The Universe is certainly a MUCH larger place than our visible Universe. We can tell by looking at perturbations in the cosmic microwave background radiation that the Universe is much too smooth to be small, and it the entire Universe is probably trillions of times larger (at least) than the visible Universe.

Another issue is that the space between us is expanding faster and faster, so over time the galaxies that we can see right now will actually be FARTHER away, so over millions and billions of years, a person on Earth will actually see fewer and fewer galaxies - not more and more.


Another answered :

Would we be able to see an exploding "big bang" further out than the furthest observed object ? No because the light would be heading away from us
I was wondering whether all this talk about 'dark matter' could be related to other 'super clusters' of mass that are not observable with our technology ? We don't know yet. Possibly
Would an object beyond the depths of what is being observed here, appear blue-shifted if it was heading towards us ? Or would that light not be visible at all due to the distance ? Not visible
What are the chances that we would pick up whether there was other stuff / superclusters beyond what we've seen at present ? The longer we wait the more we will see, so if we wait a billion years we will be able to see an extra billion light years

EDIT: Bill Dark Energy and Matter have not been identified yet so we cannot say exactly what they do, though what you say is probably right you cannot say it as fact. And you do have a point about the galaxies moving apart
ionized
Posts: 1474
Joined: Tue Sep 20, 2005 4:20 pm


After you've digested that, you might like to wrap your head around this one.

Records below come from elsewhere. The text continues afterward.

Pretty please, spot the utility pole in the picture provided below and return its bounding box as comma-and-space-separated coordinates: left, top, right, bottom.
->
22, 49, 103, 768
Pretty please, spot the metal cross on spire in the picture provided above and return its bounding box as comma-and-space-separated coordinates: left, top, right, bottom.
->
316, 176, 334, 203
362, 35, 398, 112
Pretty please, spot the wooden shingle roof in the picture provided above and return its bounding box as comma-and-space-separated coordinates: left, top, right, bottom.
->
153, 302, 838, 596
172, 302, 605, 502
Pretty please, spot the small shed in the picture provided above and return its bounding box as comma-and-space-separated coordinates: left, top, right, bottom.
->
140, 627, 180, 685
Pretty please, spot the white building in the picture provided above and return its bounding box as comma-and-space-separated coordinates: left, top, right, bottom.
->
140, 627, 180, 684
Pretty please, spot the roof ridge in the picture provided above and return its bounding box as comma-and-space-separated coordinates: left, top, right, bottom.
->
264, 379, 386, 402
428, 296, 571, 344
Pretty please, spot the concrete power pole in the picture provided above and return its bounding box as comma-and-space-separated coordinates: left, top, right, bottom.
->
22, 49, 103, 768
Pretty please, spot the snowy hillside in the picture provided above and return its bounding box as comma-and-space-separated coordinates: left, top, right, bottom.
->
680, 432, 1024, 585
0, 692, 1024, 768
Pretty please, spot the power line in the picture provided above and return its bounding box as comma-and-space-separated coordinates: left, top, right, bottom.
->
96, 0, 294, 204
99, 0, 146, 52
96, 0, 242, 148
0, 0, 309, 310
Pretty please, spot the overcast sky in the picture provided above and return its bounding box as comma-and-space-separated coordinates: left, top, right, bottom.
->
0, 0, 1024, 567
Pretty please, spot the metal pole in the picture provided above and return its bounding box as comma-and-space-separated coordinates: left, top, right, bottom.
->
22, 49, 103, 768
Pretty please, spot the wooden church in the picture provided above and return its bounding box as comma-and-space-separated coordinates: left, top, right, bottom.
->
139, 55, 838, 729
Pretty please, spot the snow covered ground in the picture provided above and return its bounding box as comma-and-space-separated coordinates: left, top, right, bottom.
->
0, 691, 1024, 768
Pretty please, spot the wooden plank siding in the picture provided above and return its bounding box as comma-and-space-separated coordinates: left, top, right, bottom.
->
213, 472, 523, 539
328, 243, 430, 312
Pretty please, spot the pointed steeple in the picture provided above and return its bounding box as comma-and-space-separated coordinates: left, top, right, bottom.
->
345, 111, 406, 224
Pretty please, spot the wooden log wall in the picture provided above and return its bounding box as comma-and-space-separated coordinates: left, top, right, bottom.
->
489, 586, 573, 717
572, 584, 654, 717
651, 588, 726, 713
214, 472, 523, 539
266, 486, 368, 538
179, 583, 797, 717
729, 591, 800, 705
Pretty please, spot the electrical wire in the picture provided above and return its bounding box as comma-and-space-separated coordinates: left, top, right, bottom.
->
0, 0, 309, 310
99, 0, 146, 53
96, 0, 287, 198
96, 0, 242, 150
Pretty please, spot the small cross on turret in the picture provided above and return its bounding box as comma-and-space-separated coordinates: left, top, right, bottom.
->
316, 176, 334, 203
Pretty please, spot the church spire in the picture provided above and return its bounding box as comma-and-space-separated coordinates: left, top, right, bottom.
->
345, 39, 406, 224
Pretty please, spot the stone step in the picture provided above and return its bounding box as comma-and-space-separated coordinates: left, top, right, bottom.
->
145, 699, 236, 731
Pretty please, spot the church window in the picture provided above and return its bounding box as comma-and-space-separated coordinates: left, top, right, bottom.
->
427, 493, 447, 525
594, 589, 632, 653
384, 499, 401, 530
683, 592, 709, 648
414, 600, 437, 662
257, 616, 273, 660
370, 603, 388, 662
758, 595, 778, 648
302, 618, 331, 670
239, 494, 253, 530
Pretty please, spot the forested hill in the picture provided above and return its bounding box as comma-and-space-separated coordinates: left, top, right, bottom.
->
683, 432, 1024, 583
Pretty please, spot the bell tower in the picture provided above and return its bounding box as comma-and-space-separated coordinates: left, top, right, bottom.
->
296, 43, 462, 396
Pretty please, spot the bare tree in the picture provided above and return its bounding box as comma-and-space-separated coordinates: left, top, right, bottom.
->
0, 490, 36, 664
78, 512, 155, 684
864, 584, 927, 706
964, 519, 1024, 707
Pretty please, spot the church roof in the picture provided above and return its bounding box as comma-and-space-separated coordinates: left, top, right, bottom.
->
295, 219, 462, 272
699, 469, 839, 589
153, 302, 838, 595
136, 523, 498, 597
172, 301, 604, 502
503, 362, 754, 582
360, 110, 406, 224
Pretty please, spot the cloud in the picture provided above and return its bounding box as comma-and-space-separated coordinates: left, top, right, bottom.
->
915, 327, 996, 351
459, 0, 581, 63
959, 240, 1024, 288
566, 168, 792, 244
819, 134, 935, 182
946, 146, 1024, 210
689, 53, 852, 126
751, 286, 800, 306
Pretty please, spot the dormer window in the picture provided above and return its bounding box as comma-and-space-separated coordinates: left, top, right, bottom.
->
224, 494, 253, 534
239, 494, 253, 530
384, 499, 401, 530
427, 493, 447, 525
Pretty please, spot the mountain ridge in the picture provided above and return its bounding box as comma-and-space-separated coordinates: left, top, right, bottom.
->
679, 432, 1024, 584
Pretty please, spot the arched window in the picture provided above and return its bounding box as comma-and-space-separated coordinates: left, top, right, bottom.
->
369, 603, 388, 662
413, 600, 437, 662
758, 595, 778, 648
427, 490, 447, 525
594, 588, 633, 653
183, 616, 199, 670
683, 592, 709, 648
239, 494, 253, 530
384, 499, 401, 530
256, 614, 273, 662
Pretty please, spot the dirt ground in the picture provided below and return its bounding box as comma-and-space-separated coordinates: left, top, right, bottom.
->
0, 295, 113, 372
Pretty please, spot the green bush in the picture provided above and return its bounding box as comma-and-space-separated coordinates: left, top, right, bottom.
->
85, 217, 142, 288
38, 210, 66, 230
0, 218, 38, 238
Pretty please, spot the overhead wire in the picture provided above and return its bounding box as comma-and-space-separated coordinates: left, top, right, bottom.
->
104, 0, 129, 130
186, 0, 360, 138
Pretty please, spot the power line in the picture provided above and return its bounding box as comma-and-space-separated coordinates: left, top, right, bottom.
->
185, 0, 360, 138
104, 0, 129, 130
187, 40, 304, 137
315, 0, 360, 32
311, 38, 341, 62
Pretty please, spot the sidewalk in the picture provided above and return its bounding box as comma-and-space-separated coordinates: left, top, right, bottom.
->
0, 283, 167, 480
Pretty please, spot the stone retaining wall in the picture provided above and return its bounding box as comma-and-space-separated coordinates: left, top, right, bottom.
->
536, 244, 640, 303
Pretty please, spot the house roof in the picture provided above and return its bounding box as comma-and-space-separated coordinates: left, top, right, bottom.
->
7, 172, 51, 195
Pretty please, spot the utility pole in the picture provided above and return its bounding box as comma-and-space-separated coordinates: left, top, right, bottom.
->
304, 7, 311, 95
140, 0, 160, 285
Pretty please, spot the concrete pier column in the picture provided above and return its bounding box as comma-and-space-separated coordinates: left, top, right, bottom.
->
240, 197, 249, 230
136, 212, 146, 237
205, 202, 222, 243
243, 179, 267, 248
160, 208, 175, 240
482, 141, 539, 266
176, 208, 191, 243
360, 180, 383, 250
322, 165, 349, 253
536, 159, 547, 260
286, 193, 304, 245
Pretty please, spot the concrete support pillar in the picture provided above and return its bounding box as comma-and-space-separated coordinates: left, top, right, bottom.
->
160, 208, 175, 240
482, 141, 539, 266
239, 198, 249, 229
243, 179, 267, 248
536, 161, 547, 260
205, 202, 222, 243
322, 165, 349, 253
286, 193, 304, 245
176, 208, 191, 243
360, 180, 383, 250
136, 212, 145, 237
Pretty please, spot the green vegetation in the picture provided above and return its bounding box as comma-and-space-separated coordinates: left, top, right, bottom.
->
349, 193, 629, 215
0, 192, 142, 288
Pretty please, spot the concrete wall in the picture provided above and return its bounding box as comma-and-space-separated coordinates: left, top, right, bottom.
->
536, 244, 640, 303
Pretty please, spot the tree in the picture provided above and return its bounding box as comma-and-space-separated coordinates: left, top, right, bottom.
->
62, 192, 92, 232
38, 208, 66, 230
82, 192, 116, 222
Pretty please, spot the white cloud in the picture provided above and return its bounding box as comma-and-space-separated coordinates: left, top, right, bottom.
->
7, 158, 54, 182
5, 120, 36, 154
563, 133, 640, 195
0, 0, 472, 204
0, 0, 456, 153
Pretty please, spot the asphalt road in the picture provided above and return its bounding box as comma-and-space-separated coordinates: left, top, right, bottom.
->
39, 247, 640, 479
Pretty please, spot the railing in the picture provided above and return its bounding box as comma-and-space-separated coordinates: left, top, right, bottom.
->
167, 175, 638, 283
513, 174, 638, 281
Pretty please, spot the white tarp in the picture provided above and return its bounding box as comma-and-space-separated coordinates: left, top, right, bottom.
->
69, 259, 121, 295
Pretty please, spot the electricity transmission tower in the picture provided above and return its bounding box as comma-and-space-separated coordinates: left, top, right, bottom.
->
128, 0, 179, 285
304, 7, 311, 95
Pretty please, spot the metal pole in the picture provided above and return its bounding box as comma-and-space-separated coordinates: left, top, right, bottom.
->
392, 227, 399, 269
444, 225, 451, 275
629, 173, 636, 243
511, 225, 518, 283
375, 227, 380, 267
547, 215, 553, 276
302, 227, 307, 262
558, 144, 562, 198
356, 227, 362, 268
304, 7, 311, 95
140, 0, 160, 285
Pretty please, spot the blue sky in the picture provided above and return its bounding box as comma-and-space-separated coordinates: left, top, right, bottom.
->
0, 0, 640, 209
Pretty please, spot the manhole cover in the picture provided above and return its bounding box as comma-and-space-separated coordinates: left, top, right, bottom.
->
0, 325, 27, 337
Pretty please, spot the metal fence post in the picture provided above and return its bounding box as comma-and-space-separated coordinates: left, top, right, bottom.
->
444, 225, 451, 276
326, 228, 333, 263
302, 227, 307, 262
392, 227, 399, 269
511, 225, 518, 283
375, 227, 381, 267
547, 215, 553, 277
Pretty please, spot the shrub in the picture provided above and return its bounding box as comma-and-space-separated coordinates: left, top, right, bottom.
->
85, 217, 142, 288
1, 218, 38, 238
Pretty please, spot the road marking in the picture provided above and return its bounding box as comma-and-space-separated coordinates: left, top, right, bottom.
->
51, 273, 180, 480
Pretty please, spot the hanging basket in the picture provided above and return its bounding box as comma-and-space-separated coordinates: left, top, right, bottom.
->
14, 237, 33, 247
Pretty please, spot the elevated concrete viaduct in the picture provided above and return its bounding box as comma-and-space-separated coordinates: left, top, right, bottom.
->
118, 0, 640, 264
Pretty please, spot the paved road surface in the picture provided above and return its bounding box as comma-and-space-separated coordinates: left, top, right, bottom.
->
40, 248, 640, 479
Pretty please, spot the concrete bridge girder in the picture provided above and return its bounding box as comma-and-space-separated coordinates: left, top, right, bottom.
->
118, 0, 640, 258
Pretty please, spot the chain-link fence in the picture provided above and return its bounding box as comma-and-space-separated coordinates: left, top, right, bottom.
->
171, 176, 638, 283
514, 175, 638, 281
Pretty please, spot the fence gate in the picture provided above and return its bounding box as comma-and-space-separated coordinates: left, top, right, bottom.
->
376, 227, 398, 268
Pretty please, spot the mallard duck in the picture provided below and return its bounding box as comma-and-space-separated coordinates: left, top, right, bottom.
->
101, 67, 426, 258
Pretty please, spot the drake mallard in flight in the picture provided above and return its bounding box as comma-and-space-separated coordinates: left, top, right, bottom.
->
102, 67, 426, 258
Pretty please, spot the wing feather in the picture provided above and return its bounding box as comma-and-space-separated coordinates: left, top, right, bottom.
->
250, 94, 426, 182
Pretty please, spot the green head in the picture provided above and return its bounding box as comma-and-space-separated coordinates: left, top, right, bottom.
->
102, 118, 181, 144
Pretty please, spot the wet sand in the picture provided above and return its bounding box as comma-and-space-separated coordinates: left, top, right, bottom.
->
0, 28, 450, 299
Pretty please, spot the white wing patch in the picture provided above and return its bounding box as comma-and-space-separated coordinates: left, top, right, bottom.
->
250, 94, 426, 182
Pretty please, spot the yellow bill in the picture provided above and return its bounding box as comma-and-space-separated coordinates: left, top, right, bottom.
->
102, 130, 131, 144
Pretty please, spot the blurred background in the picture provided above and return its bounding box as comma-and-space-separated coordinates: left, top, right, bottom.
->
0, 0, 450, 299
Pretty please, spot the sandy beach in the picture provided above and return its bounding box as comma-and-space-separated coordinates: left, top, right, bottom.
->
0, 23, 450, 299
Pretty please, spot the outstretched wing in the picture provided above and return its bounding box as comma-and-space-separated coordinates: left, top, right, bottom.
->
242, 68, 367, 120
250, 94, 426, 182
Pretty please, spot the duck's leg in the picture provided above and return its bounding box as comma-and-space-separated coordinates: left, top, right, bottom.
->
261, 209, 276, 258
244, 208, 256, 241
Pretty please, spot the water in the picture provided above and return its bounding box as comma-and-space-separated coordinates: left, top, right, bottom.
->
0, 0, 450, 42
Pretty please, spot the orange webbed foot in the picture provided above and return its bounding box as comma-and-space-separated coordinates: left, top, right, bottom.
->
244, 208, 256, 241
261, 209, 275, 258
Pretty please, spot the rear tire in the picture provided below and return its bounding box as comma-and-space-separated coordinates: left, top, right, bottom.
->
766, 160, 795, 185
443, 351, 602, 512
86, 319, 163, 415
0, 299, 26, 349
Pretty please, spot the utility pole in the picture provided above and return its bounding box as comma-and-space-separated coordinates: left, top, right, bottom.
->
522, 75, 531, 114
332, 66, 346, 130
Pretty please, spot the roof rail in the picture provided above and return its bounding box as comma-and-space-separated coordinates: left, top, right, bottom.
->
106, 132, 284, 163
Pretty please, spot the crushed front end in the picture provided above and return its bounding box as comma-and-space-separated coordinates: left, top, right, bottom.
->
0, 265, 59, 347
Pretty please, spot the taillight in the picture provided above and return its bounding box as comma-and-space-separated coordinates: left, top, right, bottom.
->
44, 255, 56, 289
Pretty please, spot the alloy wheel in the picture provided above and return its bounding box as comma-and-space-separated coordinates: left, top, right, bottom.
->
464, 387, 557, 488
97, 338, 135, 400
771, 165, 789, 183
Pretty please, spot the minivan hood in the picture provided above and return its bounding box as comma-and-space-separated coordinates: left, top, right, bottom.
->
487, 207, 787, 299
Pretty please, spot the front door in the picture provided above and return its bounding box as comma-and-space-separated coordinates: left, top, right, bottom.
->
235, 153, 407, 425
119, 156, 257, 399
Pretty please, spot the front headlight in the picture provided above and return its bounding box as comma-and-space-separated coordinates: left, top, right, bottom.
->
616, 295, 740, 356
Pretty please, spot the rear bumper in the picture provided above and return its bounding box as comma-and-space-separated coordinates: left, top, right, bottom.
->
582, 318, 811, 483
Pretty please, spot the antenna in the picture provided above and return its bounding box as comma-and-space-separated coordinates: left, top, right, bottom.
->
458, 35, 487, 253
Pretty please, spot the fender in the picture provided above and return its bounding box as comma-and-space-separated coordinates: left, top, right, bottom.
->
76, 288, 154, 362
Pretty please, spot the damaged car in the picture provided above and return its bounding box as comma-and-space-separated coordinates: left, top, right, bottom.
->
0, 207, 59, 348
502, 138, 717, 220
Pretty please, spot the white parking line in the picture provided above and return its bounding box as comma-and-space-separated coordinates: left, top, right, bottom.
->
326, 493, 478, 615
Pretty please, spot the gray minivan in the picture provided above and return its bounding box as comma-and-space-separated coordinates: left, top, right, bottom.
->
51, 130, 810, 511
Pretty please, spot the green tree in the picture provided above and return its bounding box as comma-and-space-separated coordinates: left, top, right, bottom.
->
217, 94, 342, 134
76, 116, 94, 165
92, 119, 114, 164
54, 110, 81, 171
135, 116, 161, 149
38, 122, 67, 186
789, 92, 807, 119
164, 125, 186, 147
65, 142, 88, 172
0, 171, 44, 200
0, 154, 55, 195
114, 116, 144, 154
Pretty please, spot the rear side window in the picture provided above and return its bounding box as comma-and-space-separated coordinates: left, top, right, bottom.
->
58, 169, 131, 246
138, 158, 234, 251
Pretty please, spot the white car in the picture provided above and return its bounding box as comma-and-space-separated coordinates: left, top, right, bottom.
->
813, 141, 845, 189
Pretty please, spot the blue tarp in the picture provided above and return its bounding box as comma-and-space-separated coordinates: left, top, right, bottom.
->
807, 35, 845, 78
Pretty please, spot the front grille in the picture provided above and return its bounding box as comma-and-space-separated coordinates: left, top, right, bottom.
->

Studies by a team at UNSW :D have discovered that one of the universal constants, the Fine Structure Constant (or Alpha), is apparently changing across the universe. Alpha relates to how matter and light interact and also how atoms are held together. The discovery, if proved true, would mean a new model of physics as Einstein's Theory of Relativity states that the constant should be universal.